This is our Frequently Asked Questions Blog.
As a sovereign nation within the United States, preserving our ancient traditions in the face of advancement of “modernization” is our prime concern. We are encouraged by an increased population of tribal members choosing to remain in Taos, as well as by these actions acknowledging Taos’ important cultural heritage: Taos declared a National Historic landmark in 1965; Blue Lake returned to Taos in 1970; Taos Pueblo admitted to the World Heritage Society in 1992 as one of the most significant historical cultural landmarks in the world (other sites include the Taj Mahal, Great Pyramids and the Grand Canyon in the United States).
The single most dramatic event in the recent history of Taos Pueblo land is the 1970 return of 48,000 acres of mountain land including the sacred Blue Lake. It was taken by the U.S. Government in 1906 to become part of the National Forest lands. Among the ritual sites where Taos people go for ceremonial reasons, Blue Lake is perhaps the most important. Its return is a tribute to the tenacity of Pueblo leaders and to the community’s commitment to guarding its lands for the spiritual, cultural and economic health of the Pueblo. The return of this land capped a long history of struggle. Blue Lake and mountains are off-limits to all but members of our Pueblo.
Taos is the northernmost of the nineteen New Mexico Pueblos. Our language is most closely related to that of Picuris, Isleta and Sandia Pueblos, but we are not related by blood. We traditionally trade with the Plains and other Pueblo Indians, particularly at our San Geronimo Day fair in September. A Pow Wow, held each July, brings Indians from many tribes to Taos for a Native American weekend of trade and social festivities.
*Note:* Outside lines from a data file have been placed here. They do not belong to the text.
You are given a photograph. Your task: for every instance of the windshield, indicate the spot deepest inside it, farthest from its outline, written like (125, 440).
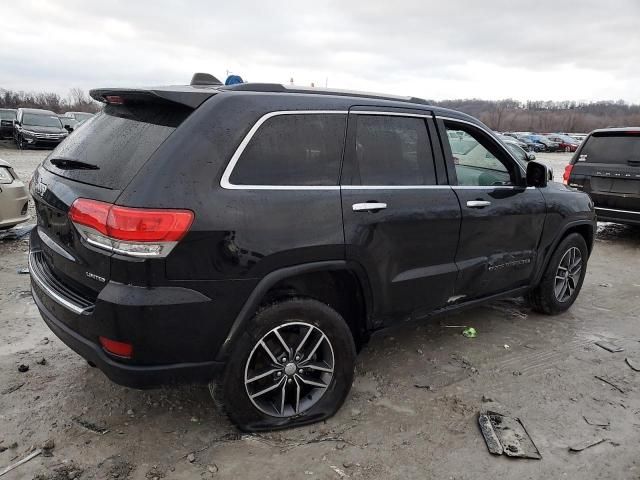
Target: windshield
(41, 120)
(7, 115)
(611, 148)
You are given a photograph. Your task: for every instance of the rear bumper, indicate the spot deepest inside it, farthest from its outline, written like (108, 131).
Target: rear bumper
(135, 376)
(628, 217)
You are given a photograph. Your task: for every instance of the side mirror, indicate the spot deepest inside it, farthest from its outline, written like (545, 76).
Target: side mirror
(537, 175)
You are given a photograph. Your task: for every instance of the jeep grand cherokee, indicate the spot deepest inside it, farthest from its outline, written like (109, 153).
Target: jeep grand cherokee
(252, 236)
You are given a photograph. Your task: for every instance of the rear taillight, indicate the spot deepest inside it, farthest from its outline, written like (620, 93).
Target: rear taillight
(567, 174)
(138, 232)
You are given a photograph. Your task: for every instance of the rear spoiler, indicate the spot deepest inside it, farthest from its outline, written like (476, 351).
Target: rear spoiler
(191, 96)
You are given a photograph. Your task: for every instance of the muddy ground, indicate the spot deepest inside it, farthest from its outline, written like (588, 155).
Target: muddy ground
(541, 369)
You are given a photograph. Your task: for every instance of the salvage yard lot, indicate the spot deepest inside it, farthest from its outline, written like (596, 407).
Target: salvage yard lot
(412, 411)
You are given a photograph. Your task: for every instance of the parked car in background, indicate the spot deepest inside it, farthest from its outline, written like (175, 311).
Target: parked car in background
(14, 197)
(7, 119)
(549, 146)
(302, 221)
(79, 116)
(514, 140)
(38, 128)
(607, 167)
(532, 145)
(565, 142)
(68, 123)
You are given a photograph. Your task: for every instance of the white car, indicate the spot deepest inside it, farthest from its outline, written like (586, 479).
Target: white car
(14, 197)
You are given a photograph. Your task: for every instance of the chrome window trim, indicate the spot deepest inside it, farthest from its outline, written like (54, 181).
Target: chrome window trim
(226, 183)
(616, 210)
(491, 134)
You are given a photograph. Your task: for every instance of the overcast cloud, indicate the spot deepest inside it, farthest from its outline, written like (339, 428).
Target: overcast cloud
(577, 50)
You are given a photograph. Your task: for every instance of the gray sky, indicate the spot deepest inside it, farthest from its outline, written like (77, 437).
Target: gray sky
(561, 49)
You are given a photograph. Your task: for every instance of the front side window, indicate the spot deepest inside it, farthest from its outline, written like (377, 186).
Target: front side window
(475, 161)
(390, 151)
(293, 150)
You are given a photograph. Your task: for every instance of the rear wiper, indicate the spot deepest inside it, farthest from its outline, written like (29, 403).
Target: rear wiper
(71, 164)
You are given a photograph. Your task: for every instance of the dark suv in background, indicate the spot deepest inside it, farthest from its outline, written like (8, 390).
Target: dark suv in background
(252, 236)
(35, 127)
(607, 167)
(7, 118)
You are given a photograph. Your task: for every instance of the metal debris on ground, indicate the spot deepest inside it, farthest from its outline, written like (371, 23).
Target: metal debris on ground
(470, 332)
(507, 435)
(90, 426)
(16, 233)
(611, 383)
(609, 347)
(597, 422)
(579, 447)
(635, 366)
(32, 455)
(12, 388)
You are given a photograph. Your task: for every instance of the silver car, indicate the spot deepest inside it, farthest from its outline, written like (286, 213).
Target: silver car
(14, 197)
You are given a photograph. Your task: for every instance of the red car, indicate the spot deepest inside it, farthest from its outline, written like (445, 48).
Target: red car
(567, 143)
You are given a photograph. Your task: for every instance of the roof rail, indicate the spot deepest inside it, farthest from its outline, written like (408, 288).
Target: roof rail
(201, 78)
(277, 87)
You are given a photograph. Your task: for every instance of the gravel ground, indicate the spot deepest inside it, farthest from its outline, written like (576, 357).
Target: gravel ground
(541, 369)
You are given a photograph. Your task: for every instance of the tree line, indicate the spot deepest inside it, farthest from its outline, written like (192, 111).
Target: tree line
(548, 116)
(76, 101)
(501, 115)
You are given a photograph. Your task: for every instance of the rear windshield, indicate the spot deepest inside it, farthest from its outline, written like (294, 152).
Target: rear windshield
(7, 115)
(110, 148)
(611, 148)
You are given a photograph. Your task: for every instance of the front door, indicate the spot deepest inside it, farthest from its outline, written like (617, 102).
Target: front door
(501, 218)
(401, 220)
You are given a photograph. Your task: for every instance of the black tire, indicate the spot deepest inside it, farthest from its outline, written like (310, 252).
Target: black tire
(231, 394)
(543, 298)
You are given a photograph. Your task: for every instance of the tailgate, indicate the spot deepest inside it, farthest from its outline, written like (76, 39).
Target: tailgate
(58, 254)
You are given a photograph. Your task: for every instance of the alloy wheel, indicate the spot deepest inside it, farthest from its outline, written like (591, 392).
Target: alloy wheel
(568, 274)
(289, 369)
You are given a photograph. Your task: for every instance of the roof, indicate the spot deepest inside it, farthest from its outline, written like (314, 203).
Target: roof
(194, 95)
(617, 130)
(39, 111)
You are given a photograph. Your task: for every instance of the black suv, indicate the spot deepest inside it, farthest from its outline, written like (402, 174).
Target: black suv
(252, 236)
(607, 166)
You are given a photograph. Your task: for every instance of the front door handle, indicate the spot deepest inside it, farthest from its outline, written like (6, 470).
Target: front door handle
(368, 206)
(478, 203)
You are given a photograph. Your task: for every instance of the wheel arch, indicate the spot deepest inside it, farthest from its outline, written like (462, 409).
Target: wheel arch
(330, 282)
(585, 228)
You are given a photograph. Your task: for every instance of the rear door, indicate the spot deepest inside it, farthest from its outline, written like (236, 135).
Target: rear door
(401, 220)
(608, 168)
(502, 219)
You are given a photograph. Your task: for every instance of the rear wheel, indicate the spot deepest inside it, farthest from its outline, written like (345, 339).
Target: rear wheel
(563, 277)
(293, 366)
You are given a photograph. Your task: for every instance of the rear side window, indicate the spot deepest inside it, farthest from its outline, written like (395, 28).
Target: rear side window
(611, 148)
(293, 150)
(391, 151)
(115, 143)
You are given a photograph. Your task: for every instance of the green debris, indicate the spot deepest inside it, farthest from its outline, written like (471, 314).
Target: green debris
(470, 332)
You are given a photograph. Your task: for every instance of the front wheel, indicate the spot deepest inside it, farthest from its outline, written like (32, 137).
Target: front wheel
(293, 366)
(563, 277)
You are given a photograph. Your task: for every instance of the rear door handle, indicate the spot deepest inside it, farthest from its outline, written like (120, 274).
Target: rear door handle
(368, 206)
(478, 203)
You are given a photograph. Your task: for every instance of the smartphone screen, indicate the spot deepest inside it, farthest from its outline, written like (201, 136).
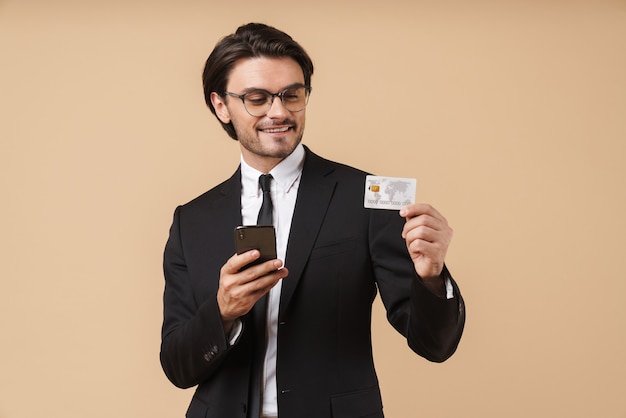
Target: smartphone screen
(256, 237)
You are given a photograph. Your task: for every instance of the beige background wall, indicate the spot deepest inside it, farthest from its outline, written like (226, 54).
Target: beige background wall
(511, 116)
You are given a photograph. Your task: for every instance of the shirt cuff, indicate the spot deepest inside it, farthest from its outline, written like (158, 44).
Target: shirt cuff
(235, 332)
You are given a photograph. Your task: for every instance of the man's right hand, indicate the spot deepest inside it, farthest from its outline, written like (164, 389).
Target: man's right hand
(239, 290)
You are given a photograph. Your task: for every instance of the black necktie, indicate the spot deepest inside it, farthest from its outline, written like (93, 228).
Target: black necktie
(265, 214)
(260, 313)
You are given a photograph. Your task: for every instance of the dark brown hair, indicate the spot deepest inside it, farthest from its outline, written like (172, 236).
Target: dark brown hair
(249, 41)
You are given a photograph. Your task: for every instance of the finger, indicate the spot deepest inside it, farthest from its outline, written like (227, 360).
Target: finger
(418, 209)
(263, 284)
(425, 222)
(254, 272)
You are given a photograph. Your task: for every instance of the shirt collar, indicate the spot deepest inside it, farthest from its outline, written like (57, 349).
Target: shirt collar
(285, 173)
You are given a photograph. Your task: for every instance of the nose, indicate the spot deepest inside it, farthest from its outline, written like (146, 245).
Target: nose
(277, 109)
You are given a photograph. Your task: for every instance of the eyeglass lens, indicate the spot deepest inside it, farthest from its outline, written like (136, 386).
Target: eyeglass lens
(258, 102)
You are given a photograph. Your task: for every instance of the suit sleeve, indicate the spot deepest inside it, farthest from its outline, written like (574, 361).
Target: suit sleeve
(193, 341)
(432, 325)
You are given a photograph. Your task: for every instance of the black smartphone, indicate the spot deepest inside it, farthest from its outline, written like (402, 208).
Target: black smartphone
(256, 237)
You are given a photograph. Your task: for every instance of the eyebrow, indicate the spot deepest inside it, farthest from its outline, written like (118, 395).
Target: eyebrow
(291, 86)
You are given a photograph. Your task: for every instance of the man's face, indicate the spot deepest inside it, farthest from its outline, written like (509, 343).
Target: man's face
(264, 140)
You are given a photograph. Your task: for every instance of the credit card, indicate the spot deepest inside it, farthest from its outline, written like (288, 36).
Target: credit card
(389, 192)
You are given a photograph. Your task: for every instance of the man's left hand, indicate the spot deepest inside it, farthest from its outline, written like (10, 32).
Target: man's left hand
(427, 237)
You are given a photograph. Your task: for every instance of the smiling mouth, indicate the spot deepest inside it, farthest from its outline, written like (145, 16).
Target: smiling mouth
(276, 130)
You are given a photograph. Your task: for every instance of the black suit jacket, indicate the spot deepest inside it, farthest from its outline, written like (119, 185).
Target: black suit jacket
(339, 254)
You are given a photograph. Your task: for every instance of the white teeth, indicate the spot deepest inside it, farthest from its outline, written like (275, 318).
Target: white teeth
(271, 131)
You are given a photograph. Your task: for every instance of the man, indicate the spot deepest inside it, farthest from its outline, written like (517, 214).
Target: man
(311, 355)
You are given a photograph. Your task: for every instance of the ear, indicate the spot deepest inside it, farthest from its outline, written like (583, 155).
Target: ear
(220, 108)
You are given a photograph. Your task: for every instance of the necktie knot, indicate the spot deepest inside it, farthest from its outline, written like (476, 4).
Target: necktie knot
(264, 182)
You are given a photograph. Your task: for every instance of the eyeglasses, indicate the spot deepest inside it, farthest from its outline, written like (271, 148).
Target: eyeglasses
(258, 102)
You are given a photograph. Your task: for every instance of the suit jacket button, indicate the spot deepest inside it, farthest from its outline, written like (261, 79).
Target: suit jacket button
(211, 354)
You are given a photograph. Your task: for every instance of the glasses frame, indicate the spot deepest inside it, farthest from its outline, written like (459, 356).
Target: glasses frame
(280, 94)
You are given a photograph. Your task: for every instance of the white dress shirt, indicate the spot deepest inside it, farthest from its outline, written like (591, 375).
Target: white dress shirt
(284, 190)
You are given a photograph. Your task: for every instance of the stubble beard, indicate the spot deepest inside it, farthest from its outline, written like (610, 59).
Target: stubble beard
(255, 146)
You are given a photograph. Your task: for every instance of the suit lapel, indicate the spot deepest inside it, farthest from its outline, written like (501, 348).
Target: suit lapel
(314, 194)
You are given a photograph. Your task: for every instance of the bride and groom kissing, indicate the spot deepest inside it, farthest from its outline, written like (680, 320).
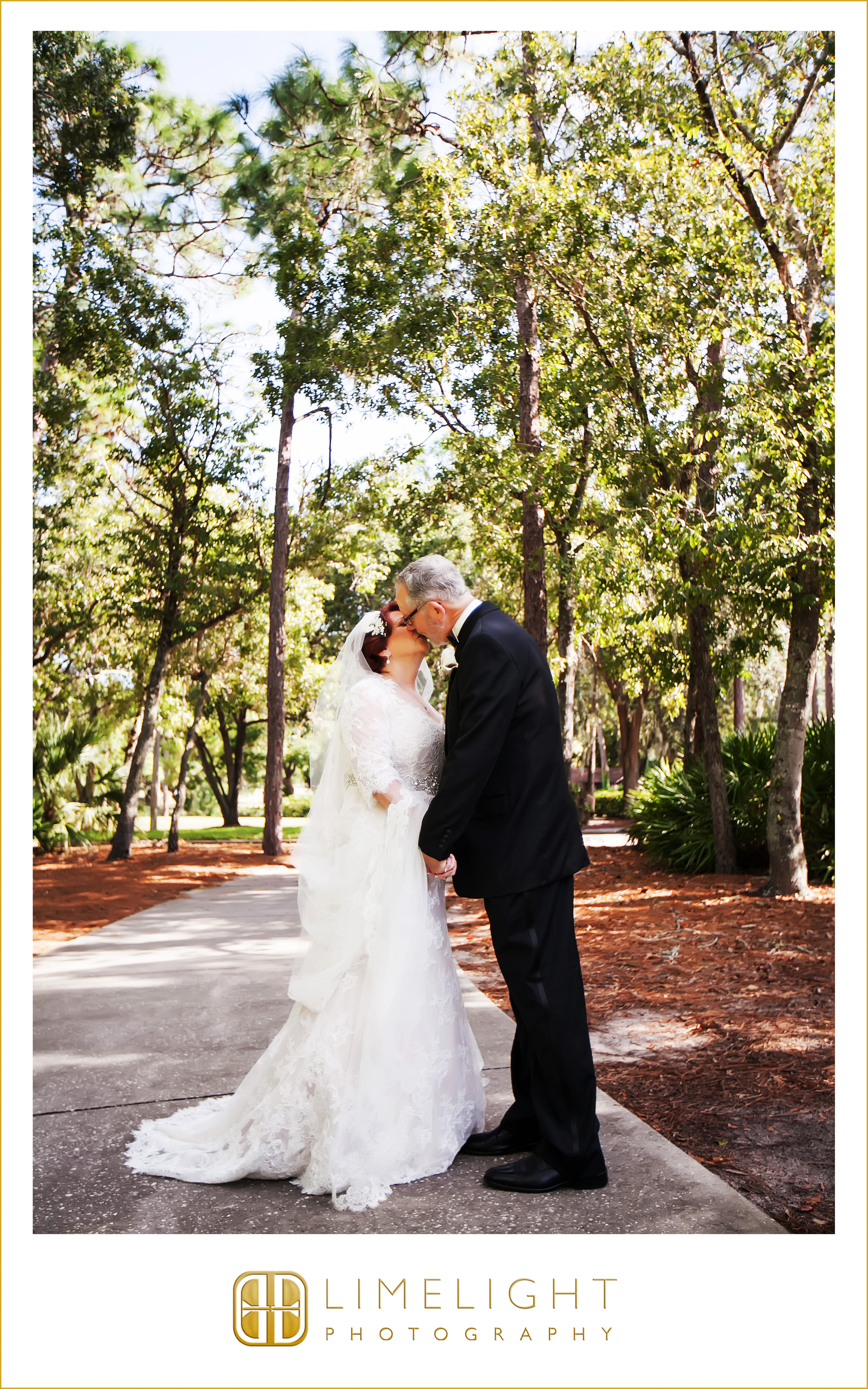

The Bureau of Indian Affairs maintains an elementary school, located behind the south Pueblo in an area restricted to the public. The majority of teachers are Indian. There is also a preschool program for three and four-year-olds. An education committee comprised of Pueblo members oversees the education of students and monitors a scholarship program for students wishing higher education. Indian children also attend public schools in the Town of Taos.
Mica-flecked pottery and silver jewelry are made by local artisans and sold at many of the individually owned curio shops within the Pueblo. The Taos Indians, being great hunters, are also famous for their work with animal skins — moccasins, boots and drums. There are a growing number of contemporary Pueblo fine artists, combining Indian tradition with modern artistic expression. The outstanding Taos Pueblo trademark is the natural look, that is, the enhancement of natural material appearance without additional coloration.
The Pueblo Indians are about 90% Catholic. Catholicism is practiced along with the ancient Indian religious rites which are an important part of Taos Pueblo life. The Pueblo religion is very complex; however, there is no conflict with the Catholic church, as evidenced by the prominent presence of both church and kiva in the village.
The present San Geronimo, or St. Jerome, Chapel was completed in 1850 to replace the original church which was destroyed in the War with Mexico by the U.S. Army in 1847. That church, the ruins still evident on the west side of the village, was first built in 1619. It was then destroyed in the Spanish Revolt of 1680 but soon rebuilt on the same site. St. Jerome is the patron saint of Taos Pueblo.
The tourist trade, arts, traditional crafts and food concessions are important employment sources at the Pueblo. Some tribal members are employed in the Town of Taos. The Pueblo has a centralized management system where tribal members are employed in a variety of occupations.
A tribal governor and war chief, along with staffs for each, are appointed yearly by the Tribal Council, a group of some 50 male tribal elders. The tribal governor and his staff are concerned with civil and business issues within the village and relations with the non-Indian world. The war chief and staff deal with the protection of the mountains and Indian lands outside the Pueblo walls.
Our traditions dictate that no electricity or running water be allowed within the Pueblo walls. Most members live in conventional homes outside the village walls, but occupy their Pueblo houses for ceremonials.
The Pueblo is generally open to visitors daily from 8 am to 4:30 pm, except when tribal rituals require closing the Pueblo. Late winter to early Spring the Pueblo closes for about ten weeks. Please call ahead if you’ll be visiting during this time, 758-1028.
The land base is 99,000 acres with an elevation of 7,200 feet at the village.The land base is 99,000 acres with an elevation of 7,200 feet at the village.
Approximately 150 people live within the Pueblo full time. Other families owning homes in the North or South buildings live in summer homes near their fields, and in more modern homes outside the old walls but still within Pueblo land. There are over 1900 Taos Indians living on Taos Pueblo lands.
Tiwa is our native language. English and Spanish are also spoken.